В свете луны старуха одиноко скользила от клетки к клетке, погромыхивая замками, подстегивая заклинания – совсем как мать семейства, щупающая дыни на рынке. Когда она подошла к клетке гарпии, чудище издало звук, который пронзил воздух, точно копье, и расправило в страшном великолепии крылья. На миг единорогу показалось, что прутья клетки закорчились и потекли, как струи дождя, однако Мама Фортуна щелкнула сучковатыми пальцами, и прутья вновь ожелезились, а гарпия, поникнув на насесте, погрузилась в ожидание.
– Пока еще нет, – промолвила ведьма. – Все еще нет.
Они смотрели одна на другую одинаковыми глазами. Мама Фортуна сказала:
– Ты моя. Если убьешь меня, ты моя.
Гарпия не шелохнулась, но луну затянуло облаком.
– Пока еще нет, – повторила Мама Фортуна и обернулась к клетке единорога.
– Ну что, – спросила она густым ласковым голосом. – Я напугала тебя немного, не так ли?
И засмеялась – звук получился такой, точно змея стремглав проползла по грязи, – и подошла поближе.
– Что бы ни говорил твой друг чародей, – продолжала она, – кое-каким небогатым искусством я все еще владею. Заставить единорога поверить, что она стара и грязна, – это, сказала бы я, требует некоторого мастерства. И разве грошовое заклинание удержало бы Мрачную взаперти? Никто еще до меня…
Единорог ответила:
– Не бахвалься, старуха. Там смерть твоя сидит в клетке и слушает тебя.
– Да, – спокойно согласилась Мама Фортуна. – Но я, по крайней мере, знаю, где она сидит. Ты же бродила в поисках своей по дорогам. – И она усмехнулась снова. – Впрочем, где сидит твоя, я тоже знаю. Но я избавила тебя от встречи с ней, и ты должна благодарить меня за это.
Забыв, где она, единорог прижалась к прутьям решетки. Прутья язвили ее, однако она не отстранилась.

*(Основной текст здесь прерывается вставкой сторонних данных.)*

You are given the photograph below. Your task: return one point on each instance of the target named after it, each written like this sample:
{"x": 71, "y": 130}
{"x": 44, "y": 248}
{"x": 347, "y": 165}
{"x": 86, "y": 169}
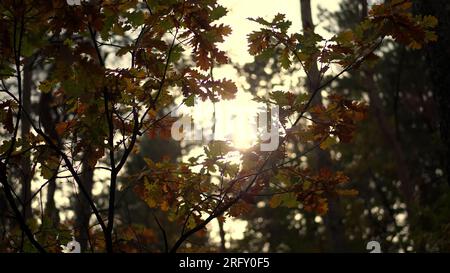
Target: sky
{"x": 236, "y": 46}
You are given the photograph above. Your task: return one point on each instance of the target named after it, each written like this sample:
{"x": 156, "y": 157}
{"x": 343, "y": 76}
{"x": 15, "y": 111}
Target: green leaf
{"x": 217, "y": 13}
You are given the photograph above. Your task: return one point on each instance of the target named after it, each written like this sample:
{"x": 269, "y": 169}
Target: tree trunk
{"x": 438, "y": 56}
{"x": 82, "y": 208}
{"x": 25, "y": 162}
{"x": 332, "y": 220}
{"x": 49, "y": 124}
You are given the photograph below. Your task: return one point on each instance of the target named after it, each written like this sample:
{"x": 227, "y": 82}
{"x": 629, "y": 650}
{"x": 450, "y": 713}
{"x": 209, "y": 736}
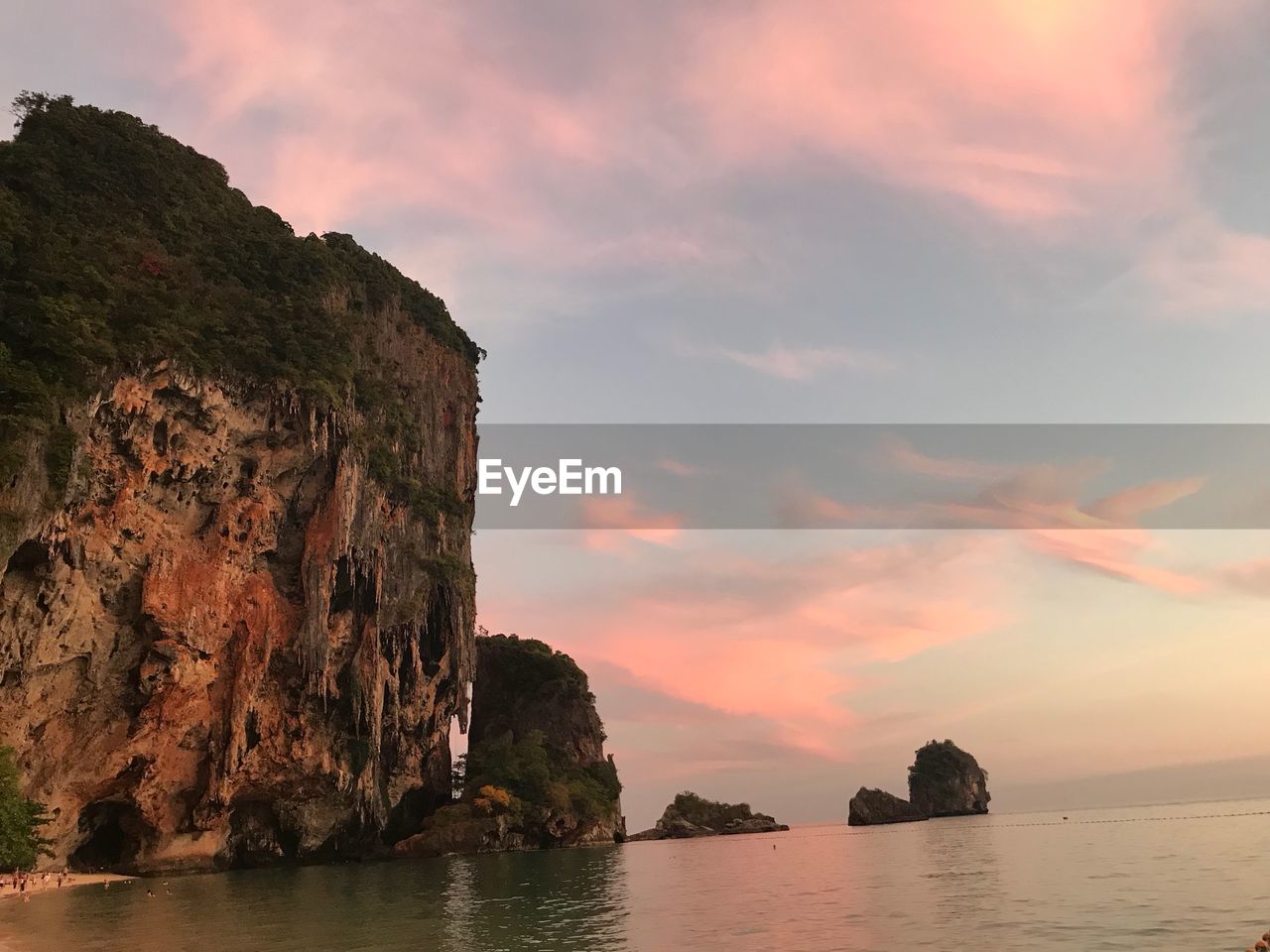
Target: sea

– Красный Бык, – сказала она. – Где мне найти Красного Быка?
Мама Фортуна подступила вплотную к клетке.
– Красный Бык короля Хаггарда, – пробормотала она. – Так тебе известно о Быке?
Она обнажила в улыбке два зуба.
– Что же, он тебя не получит, – сказала она. – Ты принадлежишь мне.

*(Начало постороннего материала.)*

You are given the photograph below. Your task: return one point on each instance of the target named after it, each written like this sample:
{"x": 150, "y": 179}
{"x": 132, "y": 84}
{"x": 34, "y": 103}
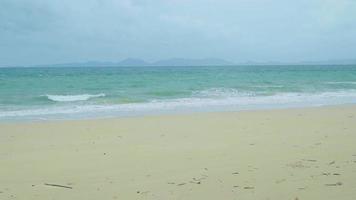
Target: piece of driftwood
{"x": 56, "y": 185}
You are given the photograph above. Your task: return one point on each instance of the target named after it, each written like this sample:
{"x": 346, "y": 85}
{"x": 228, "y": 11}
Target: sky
{"x": 59, "y": 31}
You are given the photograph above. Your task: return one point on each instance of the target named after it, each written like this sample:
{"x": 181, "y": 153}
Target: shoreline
{"x": 303, "y": 153}
{"x": 173, "y": 113}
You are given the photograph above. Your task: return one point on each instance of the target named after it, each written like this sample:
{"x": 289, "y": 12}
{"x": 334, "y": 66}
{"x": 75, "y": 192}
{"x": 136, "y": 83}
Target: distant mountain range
{"x": 133, "y": 62}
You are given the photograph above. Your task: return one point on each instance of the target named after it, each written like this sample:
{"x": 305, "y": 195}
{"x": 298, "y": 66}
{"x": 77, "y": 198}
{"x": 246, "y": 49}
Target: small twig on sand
{"x": 56, "y": 185}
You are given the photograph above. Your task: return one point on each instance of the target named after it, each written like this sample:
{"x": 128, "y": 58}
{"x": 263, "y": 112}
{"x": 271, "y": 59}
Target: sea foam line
{"x": 190, "y": 104}
{"x": 69, "y": 98}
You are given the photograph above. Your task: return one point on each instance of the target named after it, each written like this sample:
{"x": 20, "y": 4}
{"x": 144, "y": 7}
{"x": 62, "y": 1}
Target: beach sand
{"x": 307, "y": 153}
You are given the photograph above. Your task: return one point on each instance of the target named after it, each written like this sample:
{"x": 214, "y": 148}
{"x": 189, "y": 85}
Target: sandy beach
{"x": 307, "y": 153}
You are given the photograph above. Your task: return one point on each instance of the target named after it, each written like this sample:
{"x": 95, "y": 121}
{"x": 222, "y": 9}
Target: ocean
{"x": 99, "y": 92}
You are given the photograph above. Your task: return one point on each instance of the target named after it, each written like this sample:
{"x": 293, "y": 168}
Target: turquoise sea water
{"x": 66, "y": 93}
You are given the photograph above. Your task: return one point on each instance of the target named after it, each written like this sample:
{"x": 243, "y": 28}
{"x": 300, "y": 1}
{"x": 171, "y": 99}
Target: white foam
{"x": 235, "y": 102}
{"x": 69, "y": 98}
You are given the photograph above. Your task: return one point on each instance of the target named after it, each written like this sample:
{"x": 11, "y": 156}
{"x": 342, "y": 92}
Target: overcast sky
{"x": 57, "y": 31}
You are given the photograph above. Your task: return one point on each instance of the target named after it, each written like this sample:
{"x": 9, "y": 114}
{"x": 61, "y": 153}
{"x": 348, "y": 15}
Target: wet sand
{"x": 307, "y": 153}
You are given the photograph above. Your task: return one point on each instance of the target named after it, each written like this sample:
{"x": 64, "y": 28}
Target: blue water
{"x": 69, "y": 93}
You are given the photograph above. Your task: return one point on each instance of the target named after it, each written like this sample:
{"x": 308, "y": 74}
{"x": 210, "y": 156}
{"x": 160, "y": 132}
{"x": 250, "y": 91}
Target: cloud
{"x": 37, "y": 31}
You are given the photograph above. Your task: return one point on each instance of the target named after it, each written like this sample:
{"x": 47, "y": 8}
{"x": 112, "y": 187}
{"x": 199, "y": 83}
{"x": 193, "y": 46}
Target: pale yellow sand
{"x": 282, "y": 154}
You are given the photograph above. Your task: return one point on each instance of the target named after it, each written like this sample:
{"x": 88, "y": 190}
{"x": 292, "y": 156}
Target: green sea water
{"x": 80, "y": 92}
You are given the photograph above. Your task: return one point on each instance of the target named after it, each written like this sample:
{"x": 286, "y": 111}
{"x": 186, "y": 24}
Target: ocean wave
{"x": 69, "y": 98}
{"x": 191, "y": 104}
{"x": 221, "y": 93}
{"x": 268, "y": 86}
{"x": 341, "y": 82}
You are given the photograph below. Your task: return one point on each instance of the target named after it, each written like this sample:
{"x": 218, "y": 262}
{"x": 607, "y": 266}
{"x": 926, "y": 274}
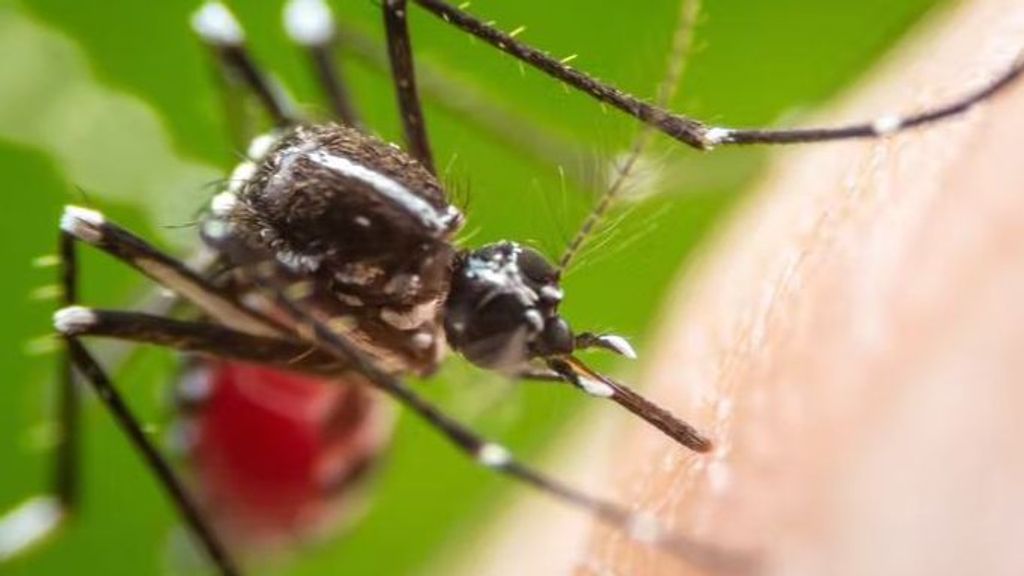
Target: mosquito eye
{"x": 536, "y": 268}
{"x": 557, "y": 337}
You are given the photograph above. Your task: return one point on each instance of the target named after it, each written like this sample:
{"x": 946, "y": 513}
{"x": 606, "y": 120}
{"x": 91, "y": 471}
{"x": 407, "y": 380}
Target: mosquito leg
{"x": 217, "y": 27}
{"x": 493, "y": 456}
{"x": 210, "y": 339}
{"x": 692, "y": 131}
{"x": 90, "y": 227}
{"x": 40, "y": 517}
{"x": 129, "y": 424}
{"x": 403, "y": 75}
{"x": 310, "y": 25}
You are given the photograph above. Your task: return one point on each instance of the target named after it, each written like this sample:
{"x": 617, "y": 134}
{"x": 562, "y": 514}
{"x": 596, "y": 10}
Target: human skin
{"x": 853, "y": 341}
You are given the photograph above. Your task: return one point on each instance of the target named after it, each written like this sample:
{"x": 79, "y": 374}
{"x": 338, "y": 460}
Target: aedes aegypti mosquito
{"x": 334, "y": 260}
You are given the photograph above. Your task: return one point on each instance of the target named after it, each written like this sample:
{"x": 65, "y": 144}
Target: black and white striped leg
{"x": 197, "y": 337}
{"x": 641, "y": 527}
{"x": 403, "y": 76}
{"x": 217, "y": 27}
{"x": 310, "y": 25}
{"x": 91, "y": 228}
{"x": 40, "y": 517}
{"x": 129, "y": 424}
{"x": 694, "y": 132}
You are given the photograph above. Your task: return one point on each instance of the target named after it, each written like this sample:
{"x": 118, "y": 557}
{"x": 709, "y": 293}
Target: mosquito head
{"x": 502, "y": 307}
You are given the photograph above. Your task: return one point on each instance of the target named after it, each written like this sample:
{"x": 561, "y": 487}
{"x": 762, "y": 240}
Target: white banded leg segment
{"x": 308, "y": 23}
{"x": 83, "y": 223}
{"x": 74, "y": 320}
{"x": 29, "y": 525}
{"x": 493, "y": 455}
{"x": 215, "y": 24}
{"x": 886, "y": 125}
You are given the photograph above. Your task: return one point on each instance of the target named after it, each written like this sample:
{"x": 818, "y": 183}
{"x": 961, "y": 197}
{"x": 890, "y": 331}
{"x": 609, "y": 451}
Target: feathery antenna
{"x": 682, "y": 43}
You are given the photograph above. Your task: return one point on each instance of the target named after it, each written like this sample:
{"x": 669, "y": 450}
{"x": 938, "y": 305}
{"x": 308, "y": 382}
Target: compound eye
{"x": 557, "y": 337}
{"x": 536, "y": 268}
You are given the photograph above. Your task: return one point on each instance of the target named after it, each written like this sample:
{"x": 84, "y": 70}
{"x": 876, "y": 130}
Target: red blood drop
{"x": 269, "y": 446}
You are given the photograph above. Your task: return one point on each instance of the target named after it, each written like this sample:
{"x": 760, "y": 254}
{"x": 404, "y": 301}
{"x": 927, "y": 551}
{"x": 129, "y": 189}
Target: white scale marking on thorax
{"x": 412, "y": 203}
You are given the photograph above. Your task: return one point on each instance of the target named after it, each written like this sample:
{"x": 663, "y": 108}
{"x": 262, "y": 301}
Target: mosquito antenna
{"x": 682, "y": 44}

Единорог покачала головой.
– Ты ведь все понимаешь, – негромко ответила она. – Отпусти, пока еще есть время, гарпию и отпусти меня. Оставь себе, если желаешь, эти бедные тени, но отпусти нас.
Косные глаза ведьмы вспыхнули так свирепо и ярко, что обтрепанная компания сатурний, искавшая, чем бы пображничать в ночи, подпорхнула к ним и, зашипев, осыпалась белым пеплом.

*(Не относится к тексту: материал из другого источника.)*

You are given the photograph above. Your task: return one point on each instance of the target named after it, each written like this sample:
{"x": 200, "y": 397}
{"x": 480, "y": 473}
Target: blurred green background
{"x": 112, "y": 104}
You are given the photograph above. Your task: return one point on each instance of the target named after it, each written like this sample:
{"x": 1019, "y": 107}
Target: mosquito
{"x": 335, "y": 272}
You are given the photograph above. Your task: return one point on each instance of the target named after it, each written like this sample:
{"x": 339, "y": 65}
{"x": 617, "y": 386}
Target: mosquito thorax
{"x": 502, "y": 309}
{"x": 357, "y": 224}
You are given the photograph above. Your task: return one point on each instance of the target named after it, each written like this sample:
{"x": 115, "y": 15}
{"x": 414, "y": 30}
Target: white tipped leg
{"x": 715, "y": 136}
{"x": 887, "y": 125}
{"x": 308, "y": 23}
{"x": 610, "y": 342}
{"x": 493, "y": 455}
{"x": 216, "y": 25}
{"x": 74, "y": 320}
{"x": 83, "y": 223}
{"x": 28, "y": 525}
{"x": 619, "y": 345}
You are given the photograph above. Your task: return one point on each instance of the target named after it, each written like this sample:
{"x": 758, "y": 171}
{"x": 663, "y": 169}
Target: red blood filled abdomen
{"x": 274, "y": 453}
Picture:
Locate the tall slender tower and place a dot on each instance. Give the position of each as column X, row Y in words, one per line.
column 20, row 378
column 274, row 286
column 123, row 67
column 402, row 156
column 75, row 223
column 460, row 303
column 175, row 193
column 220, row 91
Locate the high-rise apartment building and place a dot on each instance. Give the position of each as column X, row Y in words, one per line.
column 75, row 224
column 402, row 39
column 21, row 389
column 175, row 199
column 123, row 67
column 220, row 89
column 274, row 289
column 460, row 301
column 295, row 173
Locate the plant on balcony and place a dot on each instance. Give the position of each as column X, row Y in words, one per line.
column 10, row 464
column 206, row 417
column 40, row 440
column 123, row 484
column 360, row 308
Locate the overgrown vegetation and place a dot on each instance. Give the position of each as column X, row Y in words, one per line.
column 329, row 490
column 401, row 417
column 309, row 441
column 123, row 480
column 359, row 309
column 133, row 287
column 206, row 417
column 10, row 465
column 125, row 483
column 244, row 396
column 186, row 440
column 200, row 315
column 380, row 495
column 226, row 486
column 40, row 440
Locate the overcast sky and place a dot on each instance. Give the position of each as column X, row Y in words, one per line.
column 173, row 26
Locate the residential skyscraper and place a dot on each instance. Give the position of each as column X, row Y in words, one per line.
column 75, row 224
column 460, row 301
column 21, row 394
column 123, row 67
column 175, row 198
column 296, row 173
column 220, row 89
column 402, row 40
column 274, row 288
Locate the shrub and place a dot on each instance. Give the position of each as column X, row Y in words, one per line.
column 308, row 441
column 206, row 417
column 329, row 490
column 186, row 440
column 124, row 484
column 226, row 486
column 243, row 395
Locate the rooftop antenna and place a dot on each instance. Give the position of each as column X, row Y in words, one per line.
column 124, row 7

– Сначала я возьму, что смогу, от индустрии развлечений, – прорычала Мама Фортуна. – Тащиться сквозь вечность, волоча за собой домодельных демонов, – ты думаешь, об этом мечтала я, когда была юной и злой? Думаешь, я выбрала это чахлое чародейство, это ублажение убогости лишь потому, что никогда не знала настоящего ведовства? Я разыгрываю фокусы с обезьянами и псами только по той причине, что не могу тронуть траву, однако разница мне известна. И ты просишь меня отказаться от любования тобой, от жизни вблизи твоей силы? Я сказала Руху, что скормлю, если придется, его печень гарпии, и я это сделаю. А чтобы сохранить тебя, возьму твоего дружка Шмендрика и…
Гнев довел ее до невнятного лепета, а там и погрузил в молчание.
– Кстати, о печени, – сказала единорог. – Чтобы творить подлинную магию, жертвовать чьей-то печенью бессмысленно. Нужно вырвать свою и не ждать, что она вернется к тебе. Настоящим ведьмам это известно.
Несколько крупинок песка прошелестело по щекам смотревшей на единорога Мамы Фортуны. Так плачут все ведьмы. Она развернулась и быстро пошла к своему фургону, но вдруг возвратилась назад и улыбнулась щербатой улыбкой.
– И все-таки дважды я тебя вокруг пальца обвела, – сказала она. – Ты и вправду думаешь, что эти пучеглазые простофили узнали тебя без моей помощи? Нет, это я наделила тебя обличием, которое они сумели понять, и рогом, который они углядели. В наши дни публика способна увидеть настоящего единорога лишь при помощи дешевой балаганной ведьмы. Для тебя будет намного лучше остаться со мной и изображать подделку, потому что во всем нашем мире только Красный Бык способен узнать тебя с первого взгляда.
И она скрылась в своем фургоне, и гарпия снова выпустила на небо луну.